– Богдан…
– Танюха, – притягиваю к себе, – красотка.
Таня облизывает губы, смущаясь, в отличие от Сереги. Тот довольно улыбается, гордится сестрой.
– Ты так изменился, – обхватывает руками мою шею, целуя в щеку.
Хмурюсь. Нагнетается какая-то неприятная атмосфера. Она витает в сознании, но пока до конца не сформировалась.
– Пойдемте уже, дождь начинается, – открываю дверь парадной. Пока все заходят, пробегаю глазами по небу. Погода шепчет.
– Пошли, ща Макс приехать должен.
– Федосеев? Вы общаетесь до сих пор? – Катька округляет глаза. – Не думала…
– Да я тебе уже как-то говорил, что вредно…
Куликова морщится, совсем не довольная моим ответом. Открываю дверь, пропуская всех в квартиру.
– Направо сразу, сворачивайте в кухню.
Снимаю кроссовки и набираю Геру, в ответ опять тишина… Сглатываю, вдыхая больше воздуха. Ее молчание меня злит. Очень злит. И я окончательно перестаю верить в болезнь, как и в то, что у нее все хорошо. Но бесит больше ее молчание – это такая глупость.
«Не приезжай, Богдан, не хочу тебя заразить»
Охотно, бл*дь, верю.
Чувствую, что х*рня какая-то, но не лезу, не имею привычки, хотя кому я вру? Просто в последнюю неделю настолько задолбался, что сил на выяснения отношений и думы у меня не было. Только вот почему нельзя рассказать все сразу, не делать из происходящего секретов, превращая отношения в цирк? В кухню захожу уже с улыбкой. Пох*р на все, хочу сегодня расслабиться и ни о чем не думать. В дверь стучат, а после на пороге появляется Макс.
– Ребятки, ваша мать пришла, ромчик с виски принесла, – ржет, ставя пакеты на стол. – Я дверь закрыл, – уже мне.
Киваю.
– Стаканы нужны и тарелки, нож, мы тут еды принесли, – хлопочет Танька.
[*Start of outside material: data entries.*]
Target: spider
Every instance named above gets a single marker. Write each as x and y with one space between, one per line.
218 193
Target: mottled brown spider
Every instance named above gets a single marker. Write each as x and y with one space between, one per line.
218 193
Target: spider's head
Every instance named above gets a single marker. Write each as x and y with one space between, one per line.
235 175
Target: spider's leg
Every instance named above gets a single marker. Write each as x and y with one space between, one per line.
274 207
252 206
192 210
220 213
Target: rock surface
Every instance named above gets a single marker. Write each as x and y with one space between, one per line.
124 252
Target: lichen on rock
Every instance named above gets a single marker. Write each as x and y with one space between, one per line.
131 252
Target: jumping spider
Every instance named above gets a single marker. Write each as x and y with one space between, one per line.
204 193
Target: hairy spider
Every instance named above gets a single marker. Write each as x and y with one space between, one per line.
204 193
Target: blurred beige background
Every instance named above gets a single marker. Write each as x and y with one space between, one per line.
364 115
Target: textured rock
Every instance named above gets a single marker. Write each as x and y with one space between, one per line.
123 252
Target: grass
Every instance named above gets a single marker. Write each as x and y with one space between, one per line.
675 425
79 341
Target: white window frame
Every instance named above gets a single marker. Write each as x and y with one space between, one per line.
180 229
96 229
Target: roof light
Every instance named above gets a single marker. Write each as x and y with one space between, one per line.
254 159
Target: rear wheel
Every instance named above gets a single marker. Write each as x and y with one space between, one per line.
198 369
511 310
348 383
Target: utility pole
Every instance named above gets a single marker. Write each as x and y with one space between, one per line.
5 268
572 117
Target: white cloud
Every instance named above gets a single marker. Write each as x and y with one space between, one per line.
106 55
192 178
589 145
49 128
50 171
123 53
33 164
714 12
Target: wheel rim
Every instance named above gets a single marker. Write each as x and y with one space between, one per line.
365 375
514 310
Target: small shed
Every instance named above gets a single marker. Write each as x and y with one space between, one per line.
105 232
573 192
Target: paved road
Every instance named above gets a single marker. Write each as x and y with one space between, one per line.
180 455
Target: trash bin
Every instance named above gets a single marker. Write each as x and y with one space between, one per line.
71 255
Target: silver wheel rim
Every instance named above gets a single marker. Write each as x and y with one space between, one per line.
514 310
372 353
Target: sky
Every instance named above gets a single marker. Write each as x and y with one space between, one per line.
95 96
– В шкафу над раковиной все.
– Покурим?
– Макс, я бросил.
– Быстрый ты. На той неделе еще… а сегодня.
– Хотя… пох*й, пошли.
– Вот, наш человек.
– Серый, пойдешь?
Мелок поднимается со стула, идя за нами. Открываю просторную лоджию, настежь распахивая окна.
– А где твоя эта?
– Серега, не начинай, – обрываю на полуслове.
– А-ха-ха, я смотрю, он тоже Геру Брониславну всей душой любит.
– Заткнись, Максон.
– Да я молчу, – затягивается, облокачиваясь на перекладину открытого окна.
На улице начинается дождь. Небо затягивает хмурыми и какими-то злобными облаками. Духота стоит жуткая. Одежда кажется влажной. Вдыхаю в себя последнюю каплю никотинового яда и тушу окурок. Макс заинтересованно посматривает через окно на Танюху, лоджия простилается на две комнаты. Поэтому мы прекрасно осведомлены, чем занимаются на кухне девочки. Серега недовольно наблюдает за Федосеевым, а мне остается только закатить глаза и не допустить здесь махача.